OS Grid ref:-SD 451951
The attractive and historic village of Crook lies on the Kendal to Bowness-on-Windermere road.
Crook Hall and the Manor Chapel Tower
The tower of what was the manor chapel for Crook Hall, stands on a hill above the village. Dating from around 1620, It was in use from the 16th to the end of the 19th century. Because of structural defects, the main body of the church had to be demolished.
Crook Hall, which now survives as a farmhouse, was once the home of the influential Phillipson family. One of their members, Robert Phillipson, who was a Royalist officer during the Civil War, acquired quite a reputation in the area, he came to be known locally as 'Robin the Devil'.
He was besieged by the Roundheads lead by Colonel Briggs, on Belle Isle, Lake Windermere, but his brother conducted a timely rescue. Burning with resentment at Briggs, Robert wildly rode his horse, sword in hand, into Kendal Church and attempted to abduct Briggs during the course of the service. He was chased out by the outraged and indignant congregation. Leaving in haste, Robert left his sword and helmet behind, which can still be seen on display at the church today.

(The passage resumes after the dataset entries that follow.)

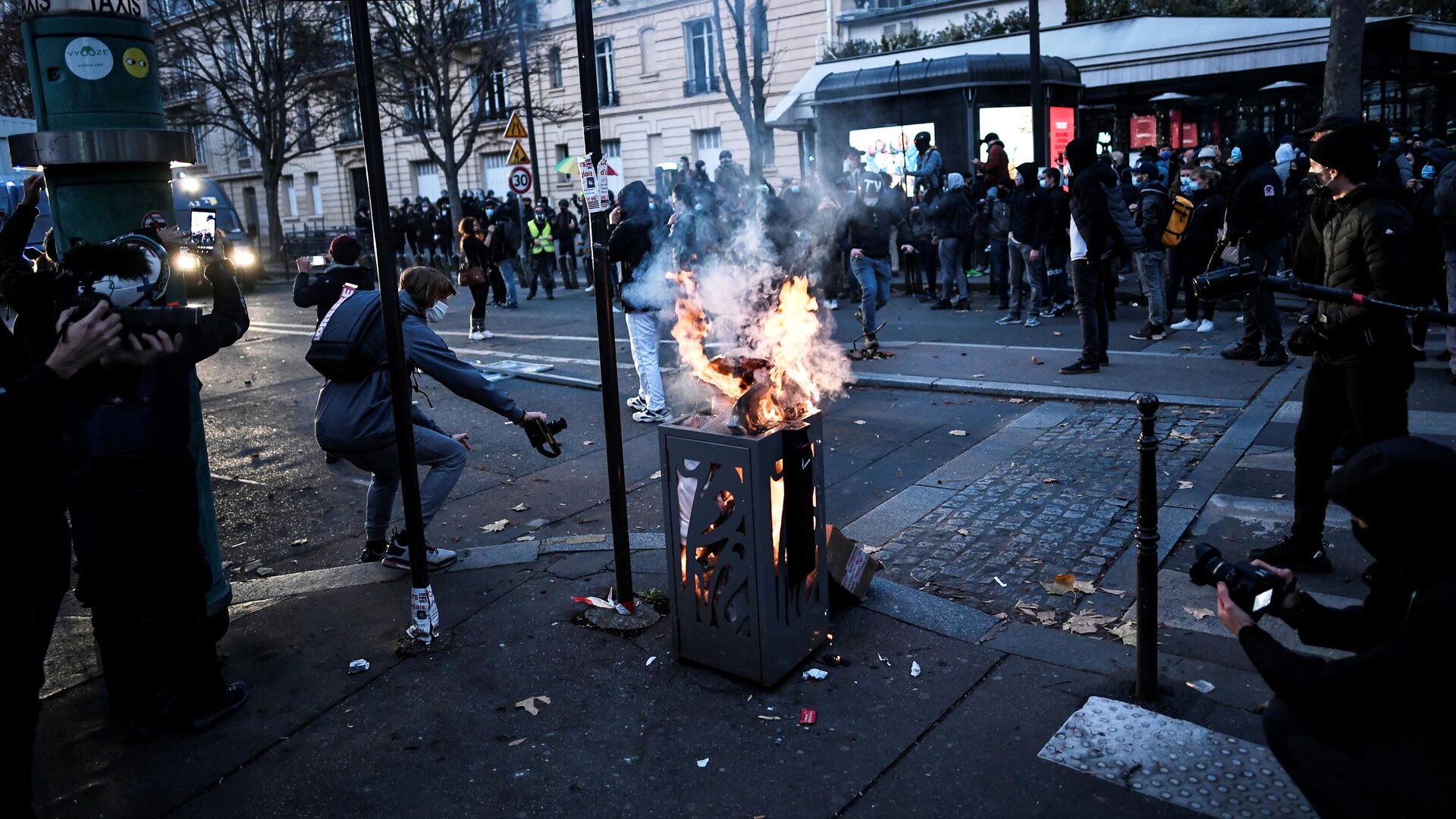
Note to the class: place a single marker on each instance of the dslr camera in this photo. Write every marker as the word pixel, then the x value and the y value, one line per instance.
pixel 1251 588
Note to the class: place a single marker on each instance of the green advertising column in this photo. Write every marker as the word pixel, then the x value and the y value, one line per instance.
pixel 102 143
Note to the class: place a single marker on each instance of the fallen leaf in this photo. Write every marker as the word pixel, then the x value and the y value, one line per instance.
pixel 530 704
pixel 1197 613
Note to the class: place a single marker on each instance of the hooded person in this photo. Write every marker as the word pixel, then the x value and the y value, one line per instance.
pixel 629 245
pixel 1366 735
pixel 1258 226
pixel 322 289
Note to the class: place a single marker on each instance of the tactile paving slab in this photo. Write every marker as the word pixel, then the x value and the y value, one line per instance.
pixel 1175 761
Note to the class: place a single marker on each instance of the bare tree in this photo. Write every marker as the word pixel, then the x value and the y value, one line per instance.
pixel 1345 55
pixel 267 72
pixel 753 66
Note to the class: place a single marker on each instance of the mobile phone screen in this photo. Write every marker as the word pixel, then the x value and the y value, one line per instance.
pixel 204 228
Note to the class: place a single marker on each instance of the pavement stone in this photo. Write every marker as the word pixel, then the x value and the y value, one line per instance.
pixel 1063 503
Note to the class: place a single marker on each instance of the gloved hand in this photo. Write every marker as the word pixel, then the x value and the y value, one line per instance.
pixel 1305 340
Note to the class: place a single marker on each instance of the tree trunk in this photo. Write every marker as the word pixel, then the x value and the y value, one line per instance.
pixel 273 174
pixel 1345 57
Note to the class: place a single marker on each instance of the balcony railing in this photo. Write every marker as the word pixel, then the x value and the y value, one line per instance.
pixel 701 85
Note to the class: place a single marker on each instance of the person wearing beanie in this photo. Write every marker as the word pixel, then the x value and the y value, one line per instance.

The village pub, the whitewashed Sun Inn, dates from 1711. The Sun is a traditional Lakeland inn with stone floors and roaring fires in the winter, it began life as a row of cottages, the occupants of one of them served beer to travellers from a front room. The Wild Boar Inn, a former coaching inn, derives its name from the local legend of Sir Richard de Gilpin who slew a particularly ferocious wild boar close to the spot. The village also boasts a good golf course, situated at Ellerbeck Farm.

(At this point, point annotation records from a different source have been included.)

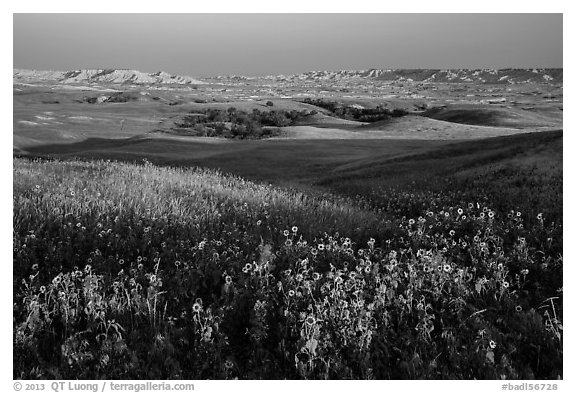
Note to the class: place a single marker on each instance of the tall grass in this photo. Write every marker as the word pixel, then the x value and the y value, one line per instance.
pixel 138 271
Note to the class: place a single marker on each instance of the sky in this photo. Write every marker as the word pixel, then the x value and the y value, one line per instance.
pixel 261 44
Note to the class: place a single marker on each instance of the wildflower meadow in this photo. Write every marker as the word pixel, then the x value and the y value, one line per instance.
pixel 136 271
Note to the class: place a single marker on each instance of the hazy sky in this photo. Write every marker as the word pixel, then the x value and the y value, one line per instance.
pixel 255 44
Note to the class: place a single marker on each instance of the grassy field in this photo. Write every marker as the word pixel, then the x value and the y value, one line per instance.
pixel 404 259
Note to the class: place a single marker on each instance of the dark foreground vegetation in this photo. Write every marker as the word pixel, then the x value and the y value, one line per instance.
pixel 235 124
pixel 126 271
pixel 354 112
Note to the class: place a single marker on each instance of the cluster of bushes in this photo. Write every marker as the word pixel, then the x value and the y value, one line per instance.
pixel 136 271
pixel 232 123
pixel 368 115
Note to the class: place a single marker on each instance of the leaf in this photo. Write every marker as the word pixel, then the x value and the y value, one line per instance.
pixel 311 345
pixel 490 356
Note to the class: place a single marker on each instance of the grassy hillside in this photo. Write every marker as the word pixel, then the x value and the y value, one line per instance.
pixel 126 271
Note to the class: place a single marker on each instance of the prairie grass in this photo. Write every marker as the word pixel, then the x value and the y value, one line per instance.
pixel 125 271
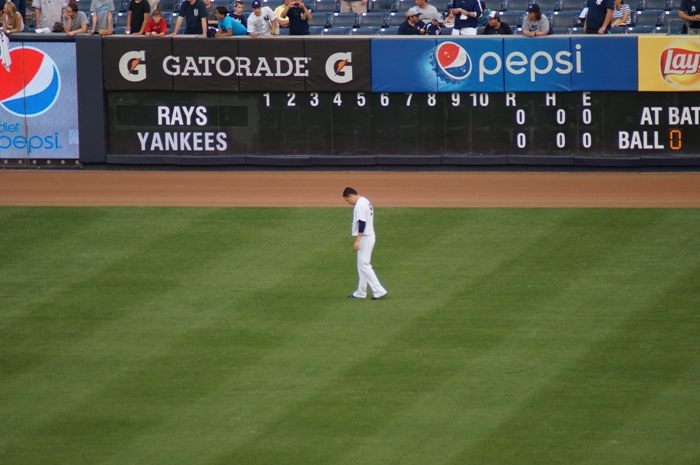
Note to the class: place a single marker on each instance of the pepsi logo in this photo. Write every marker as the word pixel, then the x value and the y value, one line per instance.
pixel 452 62
pixel 32 84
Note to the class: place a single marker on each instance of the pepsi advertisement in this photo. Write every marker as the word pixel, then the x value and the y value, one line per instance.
pixel 503 64
pixel 38 102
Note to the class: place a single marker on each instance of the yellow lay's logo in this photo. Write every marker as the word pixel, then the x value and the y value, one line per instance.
pixel 680 63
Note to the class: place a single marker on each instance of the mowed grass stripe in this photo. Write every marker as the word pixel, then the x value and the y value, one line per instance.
pixel 168 310
pixel 268 360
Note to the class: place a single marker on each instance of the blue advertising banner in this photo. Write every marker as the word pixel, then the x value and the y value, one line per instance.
pixel 38 102
pixel 538 65
pixel 508 64
pixel 403 64
pixel 605 65
pixel 466 64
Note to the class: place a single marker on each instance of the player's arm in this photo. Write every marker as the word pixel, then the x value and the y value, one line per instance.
pixel 178 23
pixel 205 27
pixel 308 12
pixel 146 17
pixel 360 232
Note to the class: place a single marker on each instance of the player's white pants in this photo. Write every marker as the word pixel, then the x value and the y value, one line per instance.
pixel 365 270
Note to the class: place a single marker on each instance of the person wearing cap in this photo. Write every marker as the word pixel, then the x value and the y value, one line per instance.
pixel 262 21
pixel 485 12
pixel 495 26
pixel 434 27
pixel 194 14
pixel 298 15
pixel 467 14
pixel 599 16
pixel 426 11
pixel 535 24
pixel 353 6
pixel 413 24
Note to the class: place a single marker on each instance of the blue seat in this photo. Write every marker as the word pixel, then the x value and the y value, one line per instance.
pixel 512 18
pixel 325 6
pixel 547 5
pixel 362 31
pixel 336 31
pixel 387 31
pixel 516 5
pixel 571 5
pixel 372 19
pixel 653 5
pixel 563 19
pixel 342 20
pixel 381 5
pixel 641 30
pixel 319 19
pixel 395 19
pixel 646 18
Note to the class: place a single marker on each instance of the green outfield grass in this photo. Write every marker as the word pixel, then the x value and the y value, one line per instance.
pixel 144 336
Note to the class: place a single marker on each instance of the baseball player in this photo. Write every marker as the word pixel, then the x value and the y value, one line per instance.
pixel 363 230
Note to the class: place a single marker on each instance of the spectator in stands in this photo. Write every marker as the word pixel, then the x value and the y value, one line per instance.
pixel 156 26
pixel 47 13
pixel 194 14
pixel 496 26
pixel 102 17
pixel 535 24
pixel 282 20
pixel 484 18
pixel 226 26
pixel 599 16
pixel 413 24
pixel 211 13
pixel 434 28
pixel 427 12
pixel 74 20
pixel 467 14
pixel 298 15
pixel 237 13
pixel 353 6
pixel 22 8
pixel 262 21
pixel 622 16
pixel 11 20
pixel 139 14
pixel 690 12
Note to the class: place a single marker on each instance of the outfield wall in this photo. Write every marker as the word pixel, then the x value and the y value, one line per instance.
pixel 352 101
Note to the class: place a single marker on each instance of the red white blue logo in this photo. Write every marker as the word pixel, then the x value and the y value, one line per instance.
pixel 32 84
pixel 452 62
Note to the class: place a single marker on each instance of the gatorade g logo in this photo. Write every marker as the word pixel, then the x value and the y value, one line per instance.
pixel 132 66
pixel 339 67
pixel 32 85
pixel 680 63
pixel 452 63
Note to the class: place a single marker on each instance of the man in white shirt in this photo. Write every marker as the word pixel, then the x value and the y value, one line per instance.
pixel 262 21
pixel 49 12
pixel 363 230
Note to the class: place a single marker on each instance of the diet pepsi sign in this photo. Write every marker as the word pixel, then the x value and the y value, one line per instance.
pixel 39 93
pixel 38 102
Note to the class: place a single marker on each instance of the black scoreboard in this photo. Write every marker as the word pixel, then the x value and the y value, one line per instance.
pixel 600 124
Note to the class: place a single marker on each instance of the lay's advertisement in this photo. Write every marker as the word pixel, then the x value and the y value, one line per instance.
pixel 669 64
pixel 39 102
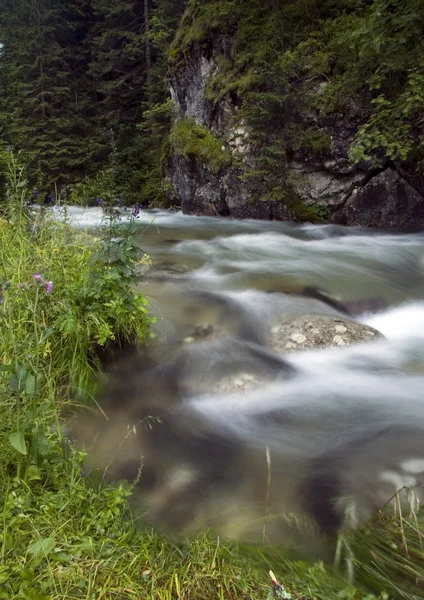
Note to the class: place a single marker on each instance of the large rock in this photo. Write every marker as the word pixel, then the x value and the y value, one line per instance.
pixel 319 331
pixel 387 200
pixel 302 333
pixel 319 185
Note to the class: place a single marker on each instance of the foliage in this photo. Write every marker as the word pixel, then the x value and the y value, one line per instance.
pixel 194 141
pixel 91 301
pixel 290 66
pixel 62 538
pixel 70 73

Left- St. Catherine's Church. Right -The Sun Inn
St Catherine's Church at Crook was built in 1887 in the late perpendicular style, but retains a fourteenth century bell from an earlier church which once occupied the site. The church which has a wide nave and aisles, with no stained glass windows, was designed by Stephen Shaw.
Hollin Hall, stands nearby. The building is a double towered house, consisting of a fourteenth century pele tower, which is attached to a sixteenth/ early seventeenth century building, with and an eighteenth century tower at the opposite end. Hollin Hall is now a private residence, but can be viewed from the road.
The Crook area is steeped in history and industrial archaeology. There is an interesting two mile history trail from the village, which commences at the Wild Boar Hotel. Industry in the area included the manufacture of bobbins.